A multicellular actin star network underpins epithelial organization and connectivity

Abstract

SUMMARYEpithelial tissues serve as physical barriers against various external pressures yet remarkably maintain structural stability. Various cellular apparatus including bicellular junction and actomyosin network contribute to the epithelial integrity, packing and remodelling. Although their role in morphogenetic and mechanical processes have been extensively studied during embryogenesis and disease development, their synergistic effects in maintaining tissue organization and connection remain poorly understood. In this study, we discovered a tissue-scale actomyosin network connected through bicellular junctions and manifested in the villi of adult murine intestinal tissue.

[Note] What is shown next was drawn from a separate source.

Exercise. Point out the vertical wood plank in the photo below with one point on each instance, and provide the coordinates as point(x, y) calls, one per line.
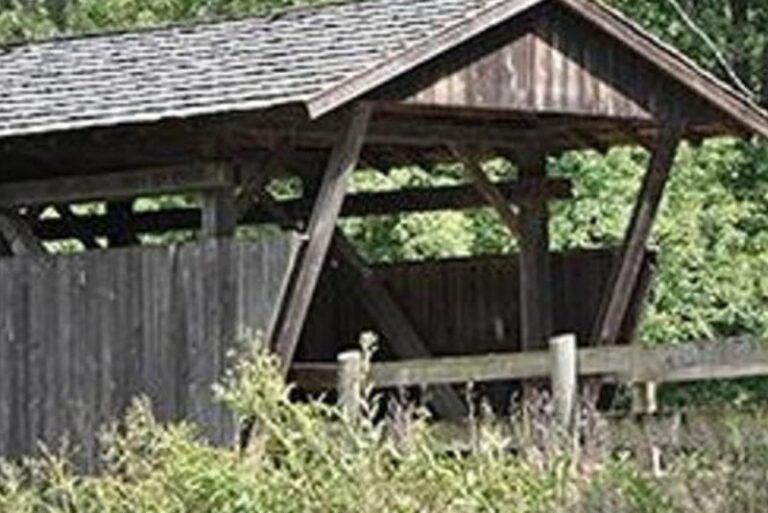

Later we reproduced such supracellular structure in the differentiated compartment ofex vivo intestinal epithelium model. The self-organized actomyosin networks comprised individual actin nodes in each hexagonal cell at the epithelial base with six radial actin branches, presenting an ‘actin star’ unit. The repeated units were connected through the bicellular junctions, forming a large, multicellular array covering the differentiated domains. Functionally, actin stars contribute to epithelial morphological stability by maintaining cell hexagonality and packing, thereby preserving the solid-like order of the epithelium. Laser ablation experiments validate a modified vertex theoretical model that connects the emergence of such solid-like order to the onset of tension along the actin star branches. Actin stars also acted as locks at the basal side minimizing protrusive activity in the epithelial layer, hindering cell migration and disorganization of the epithelial tissue. The large actomyosin array also enhanced the long-range connectivity that ensure overall tissue integrity. Altogether, the supracellular actin star network constitutes a basal biomechanical apparatus coordinating epithelial tissue stability and organization.